Parameter-Shift Rule
Intunitive Explanation
They say that this is similar to how the derivative of the function sin(x).
f(x) = \sin(x) \text{ is identical to } \\ \frac{1}{2}\sin\left(x + \frac{\pi}{2}\right) - \frac{1}{2}\sin\left(x - \frac{\pi}{2}\right)
So the same scheme is used to compute both sin(x) and its derivative (at x±π/2).
Overview
Let’s say we have sequence of Unitary Gates, it compose a variational quantum circuit.

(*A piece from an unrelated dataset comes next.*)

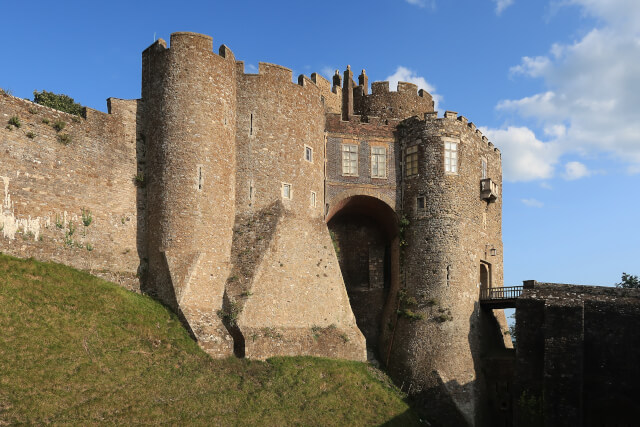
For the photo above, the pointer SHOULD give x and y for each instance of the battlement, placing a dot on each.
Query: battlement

\begin{align} U(x; \theta) = U_N(\theta_N) U_{N-1}(\theta_{N-1}) \cdots U_i(\theta_i) \cdots U_1(\theta_1) U_0(x). \\ U_j(\gamma_j) = \exp(i \gamma_j H_j) \end{align}
Just looking at a parameter and its unitary gate, it is also represented like
f(x; \theta_i) = \langle 0 | U_0^\dagger(x) U_i^\dagger(\theta_i)\^B U_i(\theta_i) U_0(x) | 0 \rangle \\= \langle x | U_i^\dagger(\theta_i)\^B U_i(\theta_i) | x \rangle = \langle x | M_{\theta_i}(\hat{B})| x \rangle
so we can get its gradient by
\begin{align} \nabla_{\theta_i} f(x; \theta_i) = \langle x | \nabla_{\theta_i} M_{\theta_i}(\hat{B}) | x \rangle \in \mathbb{R} \\ \text{where } \nabla_{\theta_i} M_{\theta_i}(\hat{B}) = c \left[ M_{\theta_i + s}(\hat{B}) - M_{\theta_i - s}(\hat{B}) \right] \end{align}
where the multiplier c and the shift s are determined completely by the type of transformation M and independent of the value of θ.
In a specific case, pauli gate
When pauli gate is used in the circuit,
U_i(\theta_i) = \exp\left(-i \frac{\theta_i}{2} \hat{P}_i\right),
The gradient of the parameter (4) is represented as
\nabla_{\theta} f(x; \theta) = \frac{1}{2} \left[ f(x; \theta + \frac{\pi}{2}) - f(x; \theta - \frac{\pi}{2}) \right]
Yeah, the form is completely as same as shown before.